Os discursos de ruptura construíram o ambiente hostil no qual a agressividade foi semeada por uns e tolerada por muitos mais (Foto: Dorivan Marinho) |
A Praça dos Três Poderes, em Brasília, é o coração da República no Brasil. Que Francisco Wanderley Luiz tenha detonado explosivos no local onde estão as sedes do Poder Judiciário, Congresso Nacional e Presidência da República é grave demais. Toda a linha sucessória do poder no País despacha dali. Até onde se sabe, a ação da noite de quarta-feira, 14, foi isolada. Mas, o episódio se conecta a vários outros recentes, a partir da mesma motivação.
Uma
sucessão de fatos isolados
Em
24 de dezembro de 2022, três bolsonaristas em espírito bem pouco natalino
planejaram o que poderia ter sido um dos mais graves atentados ocorridos no
Brasil desde a redemocratização. George Washington, Alan Diego dos Santos e o
cearense Wellington Macedo colocaram explosivo em caminhão de combustível perto
do aeroporto de Brasília.
No
dia 12 daquele mesmo dezembro, extremistas promoveram destruição em frente à
sede da Polícia Federal em Brasília.
E
houve o 8 de janeiro, um levante generalizado contra o resultado das urnas, o
mais amplo e patético gesto de inconformismo com uma derrota já registrado. São
muitos fatos isolados para não ver o fio nem pouco tênue entre eles.
Responsabilidades
e irresponsabilidades
A
responsabilidade criminal pelos atos é individualizada e específica. Mas a
responsabilidade política é indissociável da longa série de falas, atos e
manifestações que insuflaram a população contra instituições.

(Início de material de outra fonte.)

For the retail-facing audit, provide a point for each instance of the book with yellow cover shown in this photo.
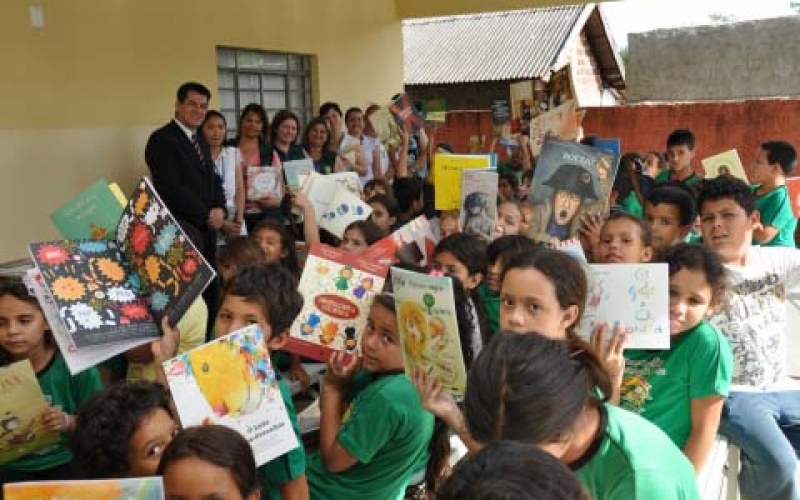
(21, 404)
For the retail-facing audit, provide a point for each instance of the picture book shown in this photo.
(632, 295)
(337, 288)
(428, 327)
(447, 177)
(77, 360)
(727, 163)
(479, 203)
(412, 243)
(562, 122)
(263, 181)
(230, 381)
(569, 179)
(94, 213)
(21, 405)
(111, 291)
(294, 169)
(793, 185)
(136, 488)
(406, 113)
(343, 209)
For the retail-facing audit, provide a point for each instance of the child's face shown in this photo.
(353, 241)
(194, 479)
(381, 217)
(380, 342)
(22, 327)
(447, 263)
(679, 157)
(528, 303)
(154, 432)
(509, 218)
(665, 224)
(621, 242)
(690, 300)
(270, 243)
(727, 228)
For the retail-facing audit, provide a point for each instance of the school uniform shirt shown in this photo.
(288, 466)
(387, 431)
(776, 211)
(754, 320)
(69, 392)
(633, 460)
(660, 385)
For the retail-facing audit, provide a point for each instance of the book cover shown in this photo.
(569, 179)
(634, 296)
(21, 404)
(263, 181)
(428, 327)
(94, 213)
(447, 170)
(413, 243)
(138, 488)
(294, 169)
(230, 381)
(343, 209)
(337, 288)
(479, 203)
(726, 163)
(77, 360)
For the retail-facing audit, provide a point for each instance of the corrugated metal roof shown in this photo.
(509, 45)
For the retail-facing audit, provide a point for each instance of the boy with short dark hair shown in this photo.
(680, 153)
(774, 161)
(670, 210)
(762, 412)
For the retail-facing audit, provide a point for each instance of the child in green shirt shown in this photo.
(682, 390)
(774, 161)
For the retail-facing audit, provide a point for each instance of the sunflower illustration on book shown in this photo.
(413, 329)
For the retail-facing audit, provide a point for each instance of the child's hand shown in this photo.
(56, 420)
(341, 368)
(167, 346)
(435, 398)
(610, 352)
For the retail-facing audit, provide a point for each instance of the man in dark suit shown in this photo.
(180, 163)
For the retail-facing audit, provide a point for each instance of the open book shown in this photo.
(109, 291)
(21, 404)
(231, 382)
(337, 288)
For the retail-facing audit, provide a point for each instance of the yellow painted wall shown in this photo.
(80, 97)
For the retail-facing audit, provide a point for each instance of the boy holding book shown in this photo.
(762, 413)
(774, 161)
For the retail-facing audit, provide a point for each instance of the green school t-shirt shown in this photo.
(660, 385)
(69, 392)
(636, 461)
(387, 431)
(288, 466)
(776, 211)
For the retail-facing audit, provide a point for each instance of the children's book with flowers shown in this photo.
(135, 488)
(231, 382)
(337, 288)
(428, 327)
(109, 291)
(21, 405)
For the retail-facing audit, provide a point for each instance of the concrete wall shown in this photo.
(736, 61)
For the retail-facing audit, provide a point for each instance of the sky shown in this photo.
(636, 16)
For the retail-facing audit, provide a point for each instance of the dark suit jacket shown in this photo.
(190, 188)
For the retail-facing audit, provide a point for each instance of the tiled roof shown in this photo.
(509, 45)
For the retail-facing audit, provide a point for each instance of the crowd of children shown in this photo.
(545, 415)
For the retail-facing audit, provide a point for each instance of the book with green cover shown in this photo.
(21, 404)
(94, 214)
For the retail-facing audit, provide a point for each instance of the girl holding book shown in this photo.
(25, 335)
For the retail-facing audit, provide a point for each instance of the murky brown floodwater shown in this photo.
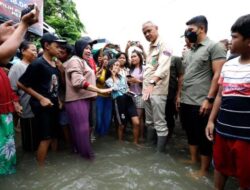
(116, 167)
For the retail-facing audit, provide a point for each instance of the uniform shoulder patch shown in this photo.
(167, 52)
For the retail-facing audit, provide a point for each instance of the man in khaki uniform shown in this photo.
(155, 85)
(200, 84)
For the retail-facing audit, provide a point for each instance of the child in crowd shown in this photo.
(29, 134)
(231, 112)
(124, 106)
(103, 102)
(124, 64)
(42, 81)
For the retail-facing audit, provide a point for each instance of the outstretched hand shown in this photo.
(31, 17)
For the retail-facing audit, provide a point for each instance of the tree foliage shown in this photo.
(64, 18)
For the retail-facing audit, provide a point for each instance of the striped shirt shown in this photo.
(234, 116)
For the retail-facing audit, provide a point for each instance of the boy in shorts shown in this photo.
(230, 114)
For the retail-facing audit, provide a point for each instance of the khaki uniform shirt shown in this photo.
(158, 64)
(198, 73)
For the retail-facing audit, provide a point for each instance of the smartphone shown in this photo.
(27, 10)
(134, 43)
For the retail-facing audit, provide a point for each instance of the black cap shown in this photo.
(48, 37)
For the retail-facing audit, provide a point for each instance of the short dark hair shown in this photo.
(24, 46)
(242, 26)
(199, 21)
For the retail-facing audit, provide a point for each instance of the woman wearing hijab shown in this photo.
(80, 89)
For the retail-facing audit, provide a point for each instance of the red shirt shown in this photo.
(7, 95)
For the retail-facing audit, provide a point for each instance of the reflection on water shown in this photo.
(117, 166)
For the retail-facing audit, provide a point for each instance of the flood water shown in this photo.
(117, 166)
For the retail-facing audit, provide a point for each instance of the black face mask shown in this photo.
(192, 36)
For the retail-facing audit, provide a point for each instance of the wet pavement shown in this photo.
(117, 165)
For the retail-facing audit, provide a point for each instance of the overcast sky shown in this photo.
(121, 20)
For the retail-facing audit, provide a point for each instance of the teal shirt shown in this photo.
(198, 73)
(120, 87)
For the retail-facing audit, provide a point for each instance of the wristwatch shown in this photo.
(152, 82)
(210, 99)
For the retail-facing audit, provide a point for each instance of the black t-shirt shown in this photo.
(43, 78)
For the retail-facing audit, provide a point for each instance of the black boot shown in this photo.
(151, 132)
(161, 144)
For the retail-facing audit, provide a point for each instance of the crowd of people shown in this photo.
(81, 93)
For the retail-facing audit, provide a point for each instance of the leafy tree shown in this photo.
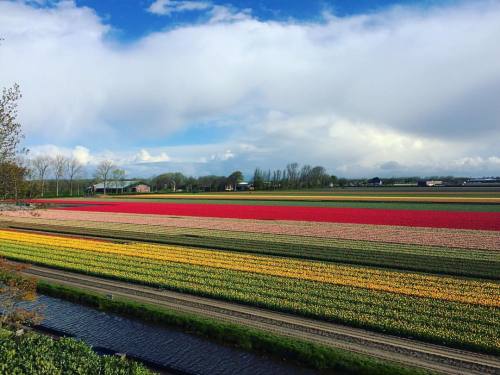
(11, 179)
(103, 172)
(118, 178)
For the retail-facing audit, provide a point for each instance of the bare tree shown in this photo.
(118, 178)
(42, 166)
(10, 128)
(60, 167)
(103, 172)
(75, 169)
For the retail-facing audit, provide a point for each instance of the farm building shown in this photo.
(430, 183)
(115, 187)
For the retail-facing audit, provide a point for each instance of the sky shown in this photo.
(363, 88)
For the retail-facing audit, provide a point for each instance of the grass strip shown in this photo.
(457, 324)
(301, 352)
(458, 262)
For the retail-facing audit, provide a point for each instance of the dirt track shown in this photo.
(409, 352)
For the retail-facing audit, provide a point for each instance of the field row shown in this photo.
(470, 239)
(452, 261)
(377, 196)
(412, 218)
(442, 309)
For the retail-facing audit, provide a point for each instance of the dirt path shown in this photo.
(409, 352)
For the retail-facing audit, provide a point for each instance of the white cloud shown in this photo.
(415, 86)
(145, 157)
(167, 7)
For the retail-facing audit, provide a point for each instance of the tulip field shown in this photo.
(428, 274)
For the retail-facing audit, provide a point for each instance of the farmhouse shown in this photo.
(125, 186)
(428, 183)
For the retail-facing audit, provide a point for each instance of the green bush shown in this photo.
(304, 353)
(37, 354)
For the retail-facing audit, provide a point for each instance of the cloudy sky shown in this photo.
(363, 88)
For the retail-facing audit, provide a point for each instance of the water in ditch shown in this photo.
(173, 350)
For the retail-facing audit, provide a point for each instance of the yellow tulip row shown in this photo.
(486, 293)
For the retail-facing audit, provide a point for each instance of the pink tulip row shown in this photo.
(473, 239)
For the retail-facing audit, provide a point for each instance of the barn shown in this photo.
(117, 187)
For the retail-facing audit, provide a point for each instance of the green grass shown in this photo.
(322, 358)
(36, 354)
(453, 323)
(433, 259)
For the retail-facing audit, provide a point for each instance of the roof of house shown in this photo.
(119, 184)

As manifestações
foram irresponsáveis, incendiárias e como tal foram apontadas na época.
O
Supremo Tribunal Federal (STF) e o Tribunal Superior Eleitoral (TSE) foram os
alvos principais. Mas, o Congresso Nacional também foi visado. Sem falar do
presidente Lula, da primeira-dama Janja e muitos, muitos outros agentes
públicos. O próprio sistema eleitoral foi colocado em questão.
Os
discursos de ruptura construíram o ambiente hostil no qual a agressividade foi
semeada por uns e tolerada por muitos mais. A sequência é longa, mas houve
alguns particularmente graves. Em julho de 2021, o então presidente Jair
Bolsonaro (PL) cobrava “voto impresso e auditável”. Caso contrário, ele dizia:
“Dessa forma, corremos o risco de não termos eleições no ano que vem”.
Em
agosto do mesmo ano, ele fez ameaça a Alexandre de Moraes: “E a hora dele vai
chegar porque ele está jogando fora das quatro linhas da Constituição há muito
tempo. Eu não pretendo sair das quatro linhas para questionar essas
autoridades, mas acredito que o momento está chegando. Não dá para continuarmos
com um ministro, arbitrário, ditatorial, que não respeita a Constituição”.
Nas
vésperas da comemoração do 7 de setembro, Bolsonaro voltou ao tema: “O STF não
pode ser diferente do Poder Executivo ou Legislativo. Se tem alguém que ousa
continuar agindo fora das quatro linhas da Constituição, o poder tem que chamar
aquela pessoa e enquadrá-la. Se assim não ocorrer, qualquer um dos três
poderes... A tendência é acontecer uma ruptura”.
No
dia 7 de setembro, o ex-presidente voltou à carga: “Ou o chefe desse Poder
enquadra os seus ou esse Poder pode sofrer aquilo que não queremos. Porque nós
valorizamos e reconhecemos o Poder de cada República. Nós todos aqui na Praça
dos Três Poderes juramos respeitar a nossa Constituição. Quem age fora dela se
enquadra ou pede para sair”. Em maio de 2022, voltou a ameaçar: “O que é o
senhor Alexandre de Moraes? Ele quer o confronto? Uma ruptura?”
Quem
já ouviu o discurso bolsonarista sabe o quanto houve estímulo à hostilidade
contra Moraes em particular, contra o STF e contra as instituições de forma
geral. Não se mandava partir para a violência de forma direta, mas a fala em
ruptura é explícita e recorrente. Ali estava a semente dos acampamentos diante
dos quartéis, tolerados pelo governo Bolsonaro, onde Wanderley esteve e onde
nasceram o ataque à PF, o plano do caminhão-bomba e o 8 de janeiro.
Uma vez que se ateia fogo, a chama pode sair do controle. É indissociável a onda de agressões do discurso dos líderes. Há responsabilidade política e a manifestação anódina de Bolsonaro na quinta-feira, depois da cara de pau do artigo publicado nesta semana, não contribui para a pacificação.